The lab vandalism Erica had told Tanya about had also ended up being a dead end, only because MIT was being institutionally pigheaded. What she needed to know was which lab it was, and who on her list of names had access to it. Hopefully, this would give her an idea of how many people were still at risk. But the university wasn’t interested in promoting the notion that their students were in danger of being murdered by a phantom and had resolved to be as unhelpful as possible. Like Randy, they’d just as soon wait until the whole matter went away.
“Maggie?” Karen said from behind her. She jumped at the sound of the voice. “Sorry, didn’t mean to disturb you.”
Maggie turned. “No, it’s okay. My mind was elsewhere. What’s up?”
Karen Taylor, dressed in a very smart-looking, albeit ill-fitting evening gown, looked ready to go and hit that bar across the street—hard. “You coming?” she asked.
“Oh! What time is it?”
“Five fifteen. Our boy is onstage in another twenty.”
“Yeah, right, okay.” She glanced at her own dress, which really desperately wanted to be worn. “You guys go on ahead. I have to change.”
“You sure?” she asked. “Because two or three of us walking in late looks a lot better than just one of us walking in late. Besides, I don’t really want to hear the whole speech, do you?”

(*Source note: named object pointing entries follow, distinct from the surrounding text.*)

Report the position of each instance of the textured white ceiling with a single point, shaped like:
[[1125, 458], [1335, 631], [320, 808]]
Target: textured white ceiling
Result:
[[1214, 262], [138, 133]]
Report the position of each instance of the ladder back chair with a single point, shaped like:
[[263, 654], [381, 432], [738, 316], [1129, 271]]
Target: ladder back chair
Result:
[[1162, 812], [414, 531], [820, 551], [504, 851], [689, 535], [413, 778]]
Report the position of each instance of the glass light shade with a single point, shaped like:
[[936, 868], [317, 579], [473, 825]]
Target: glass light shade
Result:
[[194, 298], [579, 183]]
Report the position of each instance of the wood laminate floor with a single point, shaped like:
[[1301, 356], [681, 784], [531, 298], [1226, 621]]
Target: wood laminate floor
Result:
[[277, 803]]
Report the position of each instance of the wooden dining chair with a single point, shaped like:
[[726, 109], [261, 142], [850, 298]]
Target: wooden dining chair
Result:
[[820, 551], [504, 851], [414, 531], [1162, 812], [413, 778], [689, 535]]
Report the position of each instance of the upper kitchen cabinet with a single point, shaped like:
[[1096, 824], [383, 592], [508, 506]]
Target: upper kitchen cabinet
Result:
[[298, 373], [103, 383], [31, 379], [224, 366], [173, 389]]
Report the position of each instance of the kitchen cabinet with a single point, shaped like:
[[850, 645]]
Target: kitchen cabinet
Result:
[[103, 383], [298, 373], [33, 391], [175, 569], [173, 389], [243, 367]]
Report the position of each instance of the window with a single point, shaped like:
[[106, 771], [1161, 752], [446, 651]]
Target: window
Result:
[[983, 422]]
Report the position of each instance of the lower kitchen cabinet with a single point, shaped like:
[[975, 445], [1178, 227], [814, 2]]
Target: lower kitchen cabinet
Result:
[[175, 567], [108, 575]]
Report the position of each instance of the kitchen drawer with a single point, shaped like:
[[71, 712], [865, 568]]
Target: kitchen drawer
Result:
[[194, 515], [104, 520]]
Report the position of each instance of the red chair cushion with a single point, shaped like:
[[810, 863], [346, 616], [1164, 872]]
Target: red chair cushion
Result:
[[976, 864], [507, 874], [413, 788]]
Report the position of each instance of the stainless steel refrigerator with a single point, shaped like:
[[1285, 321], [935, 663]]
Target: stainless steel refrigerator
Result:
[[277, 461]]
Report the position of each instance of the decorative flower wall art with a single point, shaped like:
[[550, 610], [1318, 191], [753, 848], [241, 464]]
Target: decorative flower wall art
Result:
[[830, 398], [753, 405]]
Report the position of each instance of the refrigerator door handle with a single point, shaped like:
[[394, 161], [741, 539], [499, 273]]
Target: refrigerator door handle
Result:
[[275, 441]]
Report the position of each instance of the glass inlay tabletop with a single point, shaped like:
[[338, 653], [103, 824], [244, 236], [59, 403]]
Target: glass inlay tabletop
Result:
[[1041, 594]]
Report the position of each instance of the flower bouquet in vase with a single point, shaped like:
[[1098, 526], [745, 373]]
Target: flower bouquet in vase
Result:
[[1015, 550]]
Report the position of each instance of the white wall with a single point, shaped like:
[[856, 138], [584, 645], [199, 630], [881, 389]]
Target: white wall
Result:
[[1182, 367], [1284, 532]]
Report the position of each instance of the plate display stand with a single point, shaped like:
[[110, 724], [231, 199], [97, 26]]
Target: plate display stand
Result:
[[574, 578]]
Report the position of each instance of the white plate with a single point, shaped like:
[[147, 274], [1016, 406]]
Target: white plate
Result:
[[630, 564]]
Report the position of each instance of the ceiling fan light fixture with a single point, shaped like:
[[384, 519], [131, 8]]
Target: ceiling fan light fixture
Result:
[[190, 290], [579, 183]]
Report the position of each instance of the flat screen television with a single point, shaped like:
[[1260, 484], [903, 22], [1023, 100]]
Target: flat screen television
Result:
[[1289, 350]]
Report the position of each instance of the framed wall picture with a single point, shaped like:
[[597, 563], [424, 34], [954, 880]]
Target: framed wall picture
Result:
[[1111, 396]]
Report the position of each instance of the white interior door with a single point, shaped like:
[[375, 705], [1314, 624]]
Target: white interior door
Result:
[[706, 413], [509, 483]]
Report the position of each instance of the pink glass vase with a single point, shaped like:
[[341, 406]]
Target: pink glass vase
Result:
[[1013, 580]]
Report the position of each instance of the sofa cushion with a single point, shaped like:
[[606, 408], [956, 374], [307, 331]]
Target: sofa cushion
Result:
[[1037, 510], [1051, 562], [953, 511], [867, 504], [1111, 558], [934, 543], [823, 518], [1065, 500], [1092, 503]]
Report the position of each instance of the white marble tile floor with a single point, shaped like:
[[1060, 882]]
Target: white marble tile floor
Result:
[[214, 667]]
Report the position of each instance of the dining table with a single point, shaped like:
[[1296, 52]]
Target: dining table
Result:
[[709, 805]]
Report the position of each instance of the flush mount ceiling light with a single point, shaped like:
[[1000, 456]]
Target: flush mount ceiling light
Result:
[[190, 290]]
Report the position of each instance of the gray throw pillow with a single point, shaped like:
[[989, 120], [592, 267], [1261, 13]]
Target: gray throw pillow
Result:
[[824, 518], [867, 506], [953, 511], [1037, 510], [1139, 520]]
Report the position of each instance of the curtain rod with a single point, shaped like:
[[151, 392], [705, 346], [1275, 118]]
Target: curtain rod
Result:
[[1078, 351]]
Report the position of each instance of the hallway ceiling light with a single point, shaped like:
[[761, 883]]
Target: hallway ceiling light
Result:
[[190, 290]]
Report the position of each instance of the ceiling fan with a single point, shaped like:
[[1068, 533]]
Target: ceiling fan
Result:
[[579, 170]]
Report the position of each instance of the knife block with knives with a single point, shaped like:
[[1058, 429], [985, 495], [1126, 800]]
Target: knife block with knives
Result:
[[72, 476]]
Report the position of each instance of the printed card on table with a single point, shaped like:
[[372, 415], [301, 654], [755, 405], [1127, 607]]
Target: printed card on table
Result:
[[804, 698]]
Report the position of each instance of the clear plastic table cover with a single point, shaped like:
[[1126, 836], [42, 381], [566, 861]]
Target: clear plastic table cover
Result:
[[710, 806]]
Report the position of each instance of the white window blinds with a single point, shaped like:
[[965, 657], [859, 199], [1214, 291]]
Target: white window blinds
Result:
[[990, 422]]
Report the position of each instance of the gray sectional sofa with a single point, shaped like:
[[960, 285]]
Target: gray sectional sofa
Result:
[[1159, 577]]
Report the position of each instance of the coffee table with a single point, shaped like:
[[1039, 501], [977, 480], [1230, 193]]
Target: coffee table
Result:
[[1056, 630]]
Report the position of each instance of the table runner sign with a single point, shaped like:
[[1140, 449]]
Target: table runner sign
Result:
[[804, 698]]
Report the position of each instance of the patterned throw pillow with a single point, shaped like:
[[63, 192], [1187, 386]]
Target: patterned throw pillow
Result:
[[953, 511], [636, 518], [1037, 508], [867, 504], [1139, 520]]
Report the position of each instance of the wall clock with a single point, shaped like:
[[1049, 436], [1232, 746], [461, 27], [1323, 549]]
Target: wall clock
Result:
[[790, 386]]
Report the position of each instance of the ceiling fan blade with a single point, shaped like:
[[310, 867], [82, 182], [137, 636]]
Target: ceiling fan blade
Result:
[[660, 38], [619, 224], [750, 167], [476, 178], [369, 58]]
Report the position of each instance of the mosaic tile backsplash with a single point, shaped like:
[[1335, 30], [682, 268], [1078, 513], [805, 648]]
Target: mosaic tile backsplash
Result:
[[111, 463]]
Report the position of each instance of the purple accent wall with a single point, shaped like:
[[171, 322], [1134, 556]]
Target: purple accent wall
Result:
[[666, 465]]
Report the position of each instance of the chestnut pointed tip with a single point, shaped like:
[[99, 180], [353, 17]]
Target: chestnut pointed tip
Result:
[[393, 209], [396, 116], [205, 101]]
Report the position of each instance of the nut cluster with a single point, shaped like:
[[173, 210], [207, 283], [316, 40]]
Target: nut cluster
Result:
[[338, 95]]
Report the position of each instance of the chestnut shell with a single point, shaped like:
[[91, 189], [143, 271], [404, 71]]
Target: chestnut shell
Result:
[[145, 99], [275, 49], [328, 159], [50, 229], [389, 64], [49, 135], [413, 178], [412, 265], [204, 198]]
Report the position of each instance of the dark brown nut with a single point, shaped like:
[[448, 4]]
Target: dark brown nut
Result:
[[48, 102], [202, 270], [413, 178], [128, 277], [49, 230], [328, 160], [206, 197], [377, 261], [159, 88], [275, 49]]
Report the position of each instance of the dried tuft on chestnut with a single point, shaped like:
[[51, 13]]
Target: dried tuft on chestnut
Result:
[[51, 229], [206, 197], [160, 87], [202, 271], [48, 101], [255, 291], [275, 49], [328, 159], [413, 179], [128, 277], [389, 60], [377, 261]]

“Go,” Maggie insisted. “I’ll see you there.”
“All right. I’ll hold a drink for you.”
“Thanks, hon. Think I’ll need it.”
“I bet you will.” Karen smiled. She, and probably everyone else in the place, knew exactly what the details of her afternoon meeting with Randy had been all about. It was hard not to know these things in this kind of office, populated as it was by federal employees whose expertise lay in detecting things.